El Vaticano se prepara para uno de sus rituales más solemnes y misteriosos: el cónclave, la ceremonia secreta donde 133 cardenales electores se encierran en la Capilla Sixtina para escoger al nuevo líder de la Iglesia Católica.
Desde hace siglos, poco ha cambiado en este proceso casi sagrado. Todo arranca con una cena en la Casa Santa Marta, donde los cardenales quedan aislados del mundo exterior.
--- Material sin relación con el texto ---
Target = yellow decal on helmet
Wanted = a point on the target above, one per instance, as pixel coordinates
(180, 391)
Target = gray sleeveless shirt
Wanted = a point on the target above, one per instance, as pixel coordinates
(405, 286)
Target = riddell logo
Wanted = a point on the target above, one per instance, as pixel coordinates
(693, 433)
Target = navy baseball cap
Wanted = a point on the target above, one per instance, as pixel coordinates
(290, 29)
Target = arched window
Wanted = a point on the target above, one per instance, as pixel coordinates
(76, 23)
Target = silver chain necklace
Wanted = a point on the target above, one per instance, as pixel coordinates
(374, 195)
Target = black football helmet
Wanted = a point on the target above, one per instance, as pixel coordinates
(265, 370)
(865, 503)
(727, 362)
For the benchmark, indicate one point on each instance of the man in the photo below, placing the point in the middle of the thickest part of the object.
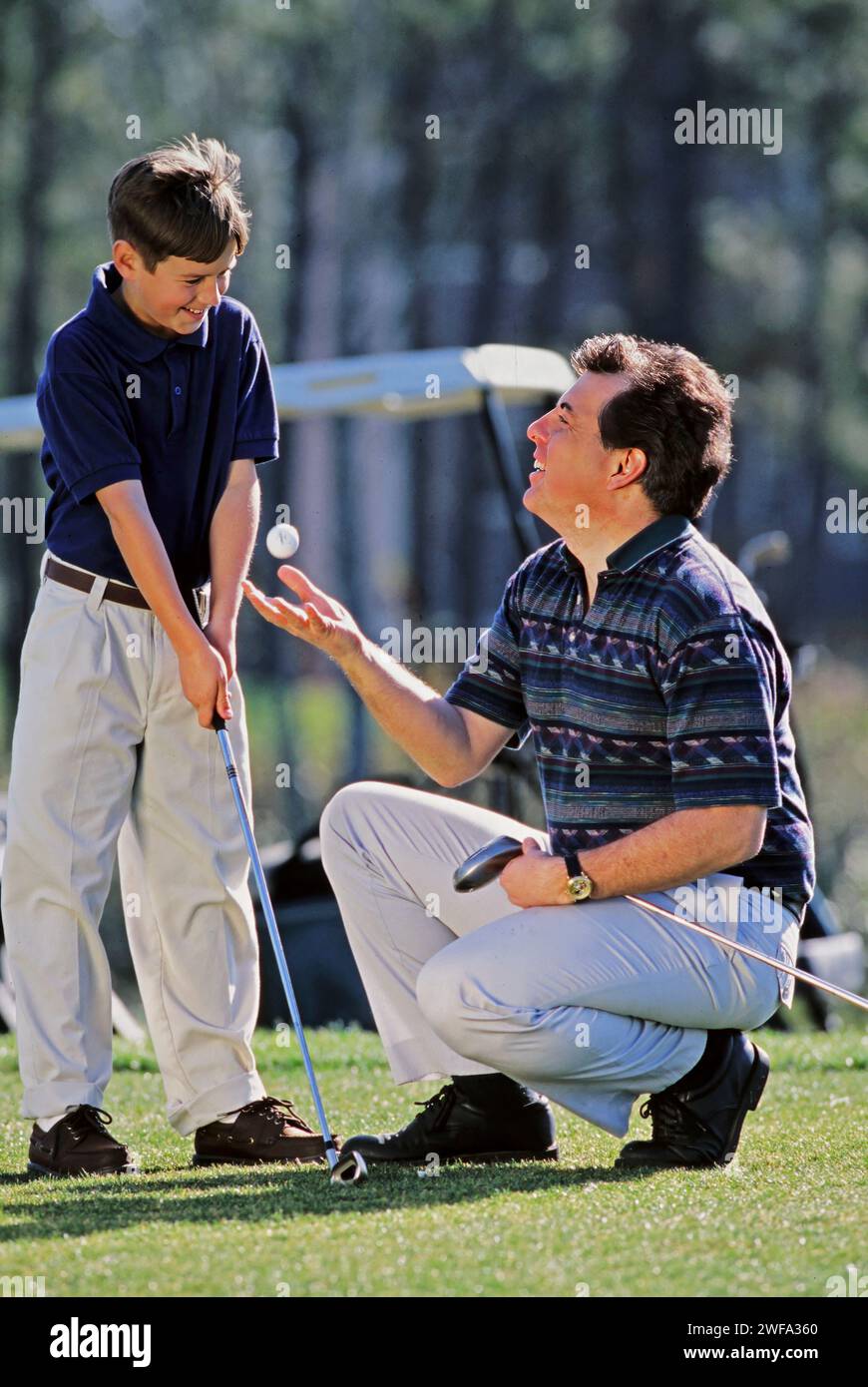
(657, 694)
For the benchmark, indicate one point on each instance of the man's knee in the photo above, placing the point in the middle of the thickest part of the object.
(441, 992)
(345, 804)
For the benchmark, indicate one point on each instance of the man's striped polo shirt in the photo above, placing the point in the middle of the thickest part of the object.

Luego, celebran una misa especial en la Basílica de San Pedro antes de caminar en procesión hacia la Capilla Sixtina, entonando el Veni Creator para invocar la guía del Espíritu Santo.
Cuando suena el tradicional “¡Extra omnes!” (“¡Todos fuera!”), las puertas se cierran. Solo los cardenales permanecen dentro para comenzar las votaciones, en las que deben alcanzar dos tercios de los votos para coronar al nuevo Papa.
Cada elector escribe a mano el nombre de su elegido, jura ante Dios su honestidad y deposita la papeleta en un cáliz de plata. Tras el conteo y la lectura en voz alta de cada voto, las papeletas se queman: si el humo que sale de la chimenea es negro, significa que no hubo acuerdo; si es blanco, el mundo entero sabrá que “habemus Papam“.
Cuando finalmente se logra la elección, el nuevo pontífice pasa por la llamada “sala de las lágrimas“, donde, rodeado de túnicas de distintos tamaños, asume la magnitud de su nueva misión antes de ser presentado ante la multitud que aguarda en la Plaza de San Pedro.